She has served as Vice President of the Fondazione Museo del Design at the Triennale di Milano, as a board member of the Fondazione A. Castiglioni, and on the board of the Museo della Permanente. She was appointed Ambassador for Italian Design by the Italian Ministry of Foreign Affairs and the Ministry of Cultural Heritage — in 2018 for Southern China and in 2017 for Egypt, also representing Italy at the XVI Settimana della Lingua Italiana in Cairo. She has been visiting professor at the University of Helwan and Ain-Shams University in Cairo, and at Xiamen University in China. She has represented Italy on the International Jury of the Global Design Award in Shenzhen, China.
She has exhibited in New York, San Francisco, Zagreb, Dubrovnik, Pula, New Delhi, Kolkata, Mumbai, Jaipur, Barcelona, Milan, Rome, Turin, and other Italian cities.
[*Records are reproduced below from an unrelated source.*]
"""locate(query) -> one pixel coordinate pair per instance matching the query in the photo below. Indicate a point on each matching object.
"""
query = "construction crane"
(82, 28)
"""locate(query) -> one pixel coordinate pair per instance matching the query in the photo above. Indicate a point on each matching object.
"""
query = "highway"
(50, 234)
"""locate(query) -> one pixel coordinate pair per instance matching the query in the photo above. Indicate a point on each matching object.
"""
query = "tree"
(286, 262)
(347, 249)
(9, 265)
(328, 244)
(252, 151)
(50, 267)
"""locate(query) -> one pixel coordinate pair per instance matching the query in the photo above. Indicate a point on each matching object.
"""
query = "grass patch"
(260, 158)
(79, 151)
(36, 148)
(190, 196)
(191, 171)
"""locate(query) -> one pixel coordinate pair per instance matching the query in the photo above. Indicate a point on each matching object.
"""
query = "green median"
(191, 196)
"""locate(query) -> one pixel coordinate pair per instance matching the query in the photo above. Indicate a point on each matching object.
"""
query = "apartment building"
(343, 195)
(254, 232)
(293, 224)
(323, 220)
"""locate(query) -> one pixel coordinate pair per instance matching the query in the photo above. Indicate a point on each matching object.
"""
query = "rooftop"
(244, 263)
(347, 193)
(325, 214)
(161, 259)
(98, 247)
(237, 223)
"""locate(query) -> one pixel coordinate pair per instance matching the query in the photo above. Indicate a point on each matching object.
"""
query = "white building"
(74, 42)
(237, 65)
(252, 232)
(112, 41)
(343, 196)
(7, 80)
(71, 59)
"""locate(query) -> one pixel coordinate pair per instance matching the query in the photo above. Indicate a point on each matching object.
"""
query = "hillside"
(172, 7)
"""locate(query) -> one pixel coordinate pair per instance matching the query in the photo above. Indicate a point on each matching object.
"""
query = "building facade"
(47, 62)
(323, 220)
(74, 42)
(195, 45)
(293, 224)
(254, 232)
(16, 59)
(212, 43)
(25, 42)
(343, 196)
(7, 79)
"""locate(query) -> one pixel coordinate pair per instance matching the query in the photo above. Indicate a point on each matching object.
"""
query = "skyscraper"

Among her principal exhibitions: “Naufraghi e Naufragi” at the Acquario Civico di Milano and the Museo Galata in Genoa; “Cross Polynations” at the Teatro Dal Verme (Milan), Villa Ghirlanda (Cinisello Balsamo), Stendhal Gallery and Ambassador Gallery, Istituto Marconi (New York), Frank V. De Bellis Collection (San Francisco); Artissima (Turin); the Italian Cultural Institutes in New Delhi, Zagreb and Dubrovnik; Cvainer Gallery (Pula); Jaipur Museum (India); Visual Art Gallery and Arpana Gallery (Delhi); Habiart Art Centre (Kolkata). In New York she was invited by UNICEF to a programme dedicated to the protection of the planet.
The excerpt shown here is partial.